Toni Morrison has passed away at the age of 88. A source at the famous author’s publisher Knopf reportedly said she passed away Monday night, but the cause of death is not yet known.

According to decider.com, she is best known for Beloved, a 1987 novel about an African-American slave who escaped to Ohio after the Civil War and which won the 1988 Pulitzer Prize for Fiction, throughout her lengthy career, Morrison published dozens of books about the black experience in America, including Beloved, Jazz (1992), and Paradise (1997), three novels that form a loose trilogy.

Toni Morrison was an American novelist, essayist, editor, teacher and professor emeritus at Princeton University.

Beloved was later adapted into a film of the same title with Oprah Winfrey and Danny Glover, their performances helped make the book popular.

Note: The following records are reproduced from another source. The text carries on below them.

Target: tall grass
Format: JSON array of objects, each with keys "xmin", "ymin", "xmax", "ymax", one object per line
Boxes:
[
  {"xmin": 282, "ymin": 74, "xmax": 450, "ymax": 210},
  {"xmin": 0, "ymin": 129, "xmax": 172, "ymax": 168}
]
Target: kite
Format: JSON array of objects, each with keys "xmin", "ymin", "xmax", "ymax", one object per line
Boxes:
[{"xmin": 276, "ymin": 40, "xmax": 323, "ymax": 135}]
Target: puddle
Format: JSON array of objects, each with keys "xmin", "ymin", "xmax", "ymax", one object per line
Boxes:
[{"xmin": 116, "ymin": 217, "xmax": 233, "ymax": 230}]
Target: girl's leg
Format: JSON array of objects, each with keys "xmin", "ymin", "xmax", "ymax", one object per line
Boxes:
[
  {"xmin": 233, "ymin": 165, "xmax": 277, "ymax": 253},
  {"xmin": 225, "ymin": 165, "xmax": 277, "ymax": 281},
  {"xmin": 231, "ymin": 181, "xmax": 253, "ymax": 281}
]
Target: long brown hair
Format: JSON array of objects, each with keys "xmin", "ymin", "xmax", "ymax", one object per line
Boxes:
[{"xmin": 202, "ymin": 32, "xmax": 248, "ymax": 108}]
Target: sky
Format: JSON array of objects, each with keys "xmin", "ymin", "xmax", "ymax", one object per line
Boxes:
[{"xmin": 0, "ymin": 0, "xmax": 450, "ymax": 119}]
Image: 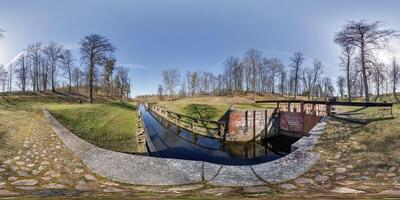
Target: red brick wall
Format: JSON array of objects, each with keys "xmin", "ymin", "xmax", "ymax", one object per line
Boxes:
[{"xmin": 279, "ymin": 112, "xmax": 321, "ymax": 133}]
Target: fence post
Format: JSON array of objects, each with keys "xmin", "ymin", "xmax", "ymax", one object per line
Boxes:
[{"xmin": 253, "ymin": 110, "xmax": 256, "ymax": 140}]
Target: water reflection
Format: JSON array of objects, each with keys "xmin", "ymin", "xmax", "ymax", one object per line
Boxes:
[{"xmin": 139, "ymin": 105, "xmax": 297, "ymax": 165}]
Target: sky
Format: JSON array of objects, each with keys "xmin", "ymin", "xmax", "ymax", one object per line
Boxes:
[{"xmin": 0, "ymin": 0, "xmax": 400, "ymax": 96}]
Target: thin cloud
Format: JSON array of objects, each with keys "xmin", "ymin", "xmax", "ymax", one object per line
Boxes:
[
  {"xmin": 0, "ymin": 28, "xmax": 7, "ymax": 38},
  {"xmin": 4, "ymin": 51, "xmax": 25, "ymax": 69},
  {"xmin": 121, "ymin": 63, "xmax": 150, "ymax": 70},
  {"xmin": 61, "ymin": 43, "xmax": 80, "ymax": 50}
]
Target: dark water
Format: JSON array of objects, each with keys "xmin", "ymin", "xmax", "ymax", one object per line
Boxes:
[{"xmin": 139, "ymin": 105, "xmax": 297, "ymax": 165}]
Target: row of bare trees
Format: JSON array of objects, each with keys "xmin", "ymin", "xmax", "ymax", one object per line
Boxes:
[
  {"xmin": 157, "ymin": 49, "xmax": 335, "ymax": 99},
  {"xmin": 335, "ymin": 20, "xmax": 400, "ymax": 102},
  {"xmin": 0, "ymin": 34, "xmax": 130, "ymax": 102}
]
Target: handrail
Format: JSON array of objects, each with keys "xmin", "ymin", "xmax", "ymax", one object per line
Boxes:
[
  {"xmin": 148, "ymin": 105, "xmax": 226, "ymax": 140},
  {"xmin": 256, "ymin": 100, "xmax": 393, "ymax": 107}
]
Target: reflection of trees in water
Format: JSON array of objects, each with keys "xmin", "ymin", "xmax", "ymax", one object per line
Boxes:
[{"xmin": 223, "ymin": 141, "xmax": 267, "ymax": 158}]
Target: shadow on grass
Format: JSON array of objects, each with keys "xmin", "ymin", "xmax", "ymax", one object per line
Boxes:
[
  {"xmin": 183, "ymin": 104, "xmax": 218, "ymax": 120},
  {"xmin": 183, "ymin": 104, "xmax": 218, "ymax": 134}
]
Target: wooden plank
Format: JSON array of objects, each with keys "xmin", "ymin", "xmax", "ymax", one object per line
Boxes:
[{"xmin": 256, "ymin": 100, "xmax": 393, "ymax": 107}]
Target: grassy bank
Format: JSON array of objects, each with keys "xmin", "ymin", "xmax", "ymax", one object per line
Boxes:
[
  {"xmin": 0, "ymin": 92, "xmax": 137, "ymax": 153},
  {"xmin": 48, "ymin": 103, "xmax": 137, "ymax": 153}
]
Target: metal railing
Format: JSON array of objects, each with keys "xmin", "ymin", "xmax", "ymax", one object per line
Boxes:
[{"xmin": 148, "ymin": 105, "xmax": 227, "ymax": 140}]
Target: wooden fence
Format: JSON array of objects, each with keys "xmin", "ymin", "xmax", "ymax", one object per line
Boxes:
[{"xmin": 147, "ymin": 104, "xmax": 226, "ymax": 140}]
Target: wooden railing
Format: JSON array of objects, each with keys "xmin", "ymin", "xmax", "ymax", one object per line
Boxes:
[{"xmin": 147, "ymin": 104, "xmax": 226, "ymax": 140}]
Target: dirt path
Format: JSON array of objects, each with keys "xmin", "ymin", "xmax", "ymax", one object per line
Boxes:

In 1988, she was awarded the Pulitzer and the American Book Award for Beloved, and five years later, in 1993, she won the Nobel Prize in Literature, making her the first black woman to ever receive the honour.

In 1998, director Jonathan Demme adapted Beloved for the big screen alongside Winfrey, who starred and served as an executive producer. Winfrey plays Sethe, a former slave who moves in with an old friend from her plantation, Paul D (Glover). Shortly after, Sethe is visited by the spirit of a young woman, Beloved (Thandie Newton), who she learns is her reincarnated daughter.

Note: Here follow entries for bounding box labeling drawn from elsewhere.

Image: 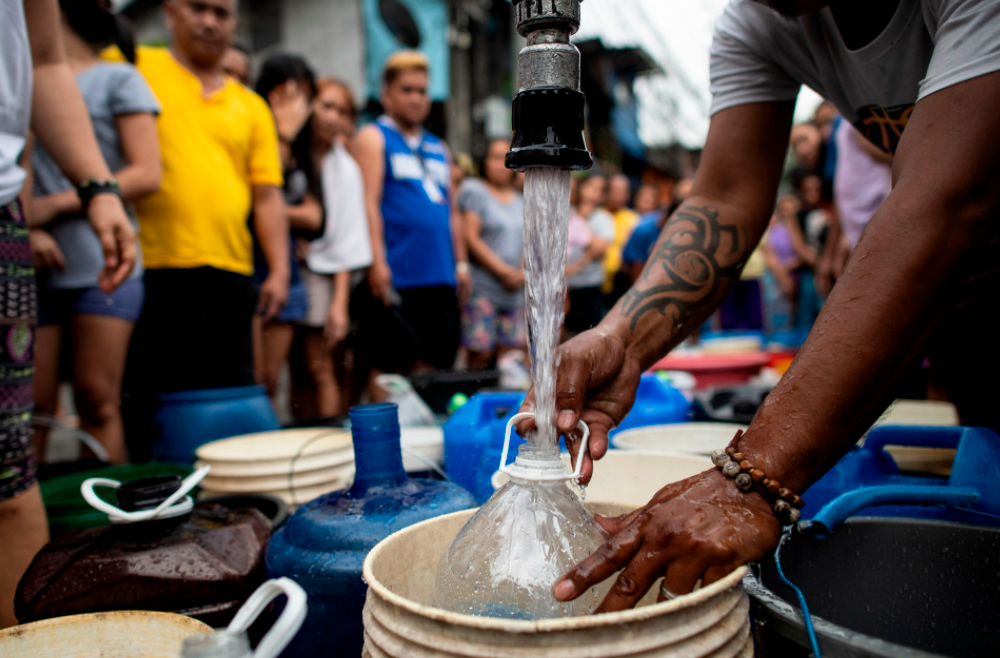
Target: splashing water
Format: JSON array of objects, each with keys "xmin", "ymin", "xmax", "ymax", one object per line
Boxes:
[{"xmin": 524, "ymin": 167, "xmax": 570, "ymax": 448}]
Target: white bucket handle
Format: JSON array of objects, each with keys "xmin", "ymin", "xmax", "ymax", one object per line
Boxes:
[
  {"xmin": 500, "ymin": 411, "xmax": 590, "ymax": 481},
  {"xmin": 226, "ymin": 578, "xmax": 308, "ymax": 658},
  {"xmin": 80, "ymin": 466, "xmax": 212, "ymax": 523}
]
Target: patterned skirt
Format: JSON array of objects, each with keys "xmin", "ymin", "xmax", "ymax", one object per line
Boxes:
[{"xmin": 0, "ymin": 200, "xmax": 38, "ymax": 501}]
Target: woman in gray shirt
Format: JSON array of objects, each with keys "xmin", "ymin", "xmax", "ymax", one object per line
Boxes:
[
  {"xmin": 458, "ymin": 139, "xmax": 527, "ymax": 370},
  {"xmin": 27, "ymin": 0, "xmax": 161, "ymax": 463}
]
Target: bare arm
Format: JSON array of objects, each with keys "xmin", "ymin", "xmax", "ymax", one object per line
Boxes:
[
  {"xmin": 285, "ymin": 194, "xmax": 323, "ymax": 231},
  {"xmin": 555, "ymin": 73, "xmax": 1000, "ymax": 612},
  {"xmin": 24, "ymin": 0, "xmax": 135, "ymax": 291},
  {"xmin": 529, "ymin": 103, "xmax": 792, "ymax": 481},
  {"xmin": 350, "ymin": 125, "xmax": 392, "ymax": 305},
  {"xmin": 253, "ymin": 185, "xmax": 291, "ymax": 320}
]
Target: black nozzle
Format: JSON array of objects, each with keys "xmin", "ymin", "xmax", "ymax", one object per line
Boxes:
[
  {"xmin": 506, "ymin": 87, "xmax": 594, "ymax": 171},
  {"xmin": 115, "ymin": 475, "xmax": 181, "ymax": 512}
]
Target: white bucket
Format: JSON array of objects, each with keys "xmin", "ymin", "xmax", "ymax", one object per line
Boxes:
[
  {"xmin": 612, "ymin": 423, "xmax": 747, "ymax": 456},
  {"xmin": 362, "ymin": 504, "xmax": 753, "ymax": 658},
  {"xmin": 0, "ymin": 610, "xmax": 212, "ymax": 658},
  {"xmin": 490, "ymin": 450, "xmax": 712, "ymax": 509}
]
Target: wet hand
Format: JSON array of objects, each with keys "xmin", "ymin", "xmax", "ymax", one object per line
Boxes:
[
  {"xmin": 87, "ymin": 193, "xmax": 135, "ymax": 294},
  {"xmin": 518, "ymin": 324, "xmax": 642, "ymax": 484},
  {"xmin": 553, "ymin": 468, "xmax": 781, "ymax": 613}
]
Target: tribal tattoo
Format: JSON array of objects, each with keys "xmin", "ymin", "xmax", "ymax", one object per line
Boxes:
[{"xmin": 622, "ymin": 204, "xmax": 747, "ymax": 332}]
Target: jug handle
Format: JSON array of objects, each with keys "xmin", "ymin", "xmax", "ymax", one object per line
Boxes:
[
  {"xmin": 500, "ymin": 412, "xmax": 590, "ymax": 480},
  {"xmin": 226, "ymin": 578, "xmax": 308, "ymax": 658},
  {"xmin": 80, "ymin": 466, "xmax": 212, "ymax": 523}
]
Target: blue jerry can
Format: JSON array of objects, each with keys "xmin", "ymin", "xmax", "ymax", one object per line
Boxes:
[{"xmin": 267, "ymin": 404, "xmax": 476, "ymax": 658}]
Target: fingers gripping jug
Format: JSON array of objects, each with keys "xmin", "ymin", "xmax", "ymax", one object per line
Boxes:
[{"xmin": 435, "ymin": 414, "xmax": 607, "ymax": 619}]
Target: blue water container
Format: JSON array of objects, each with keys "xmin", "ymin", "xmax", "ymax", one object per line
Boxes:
[
  {"xmin": 267, "ymin": 404, "xmax": 476, "ymax": 658},
  {"xmin": 608, "ymin": 374, "xmax": 691, "ymax": 447},
  {"xmin": 152, "ymin": 386, "xmax": 280, "ymax": 464},
  {"xmin": 802, "ymin": 425, "xmax": 1000, "ymax": 527},
  {"xmin": 444, "ymin": 393, "xmax": 524, "ymax": 497}
]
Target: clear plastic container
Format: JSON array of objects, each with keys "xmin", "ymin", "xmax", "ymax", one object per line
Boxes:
[{"xmin": 435, "ymin": 414, "xmax": 608, "ymax": 620}]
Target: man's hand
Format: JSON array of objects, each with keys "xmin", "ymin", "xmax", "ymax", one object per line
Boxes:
[
  {"xmin": 28, "ymin": 228, "xmax": 66, "ymax": 272},
  {"xmin": 87, "ymin": 194, "xmax": 135, "ymax": 294},
  {"xmin": 257, "ymin": 272, "xmax": 288, "ymax": 322},
  {"xmin": 553, "ymin": 468, "xmax": 781, "ymax": 613},
  {"xmin": 518, "ymin": 325, "xmax": 642, "ymax": 484},
  {"xmin": 368, "ymin": 258, "xmax": 392, "ymax": 306}
]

The film went on to win an Oscar for Best Costume Design, while helping to popularise Morrison’s work to Oprah’s larger audience, and later, the world as a whole.

According to decieder.com, Morrison’s final novel was God Help the Child (2015), about a dark-skinned child who is abused by her light-skinned parents. After the novel was published, in 2016, she was awarded the PEN/Saul Bellow Award for Achievement in American Fiction, one of the highest honours in American literature.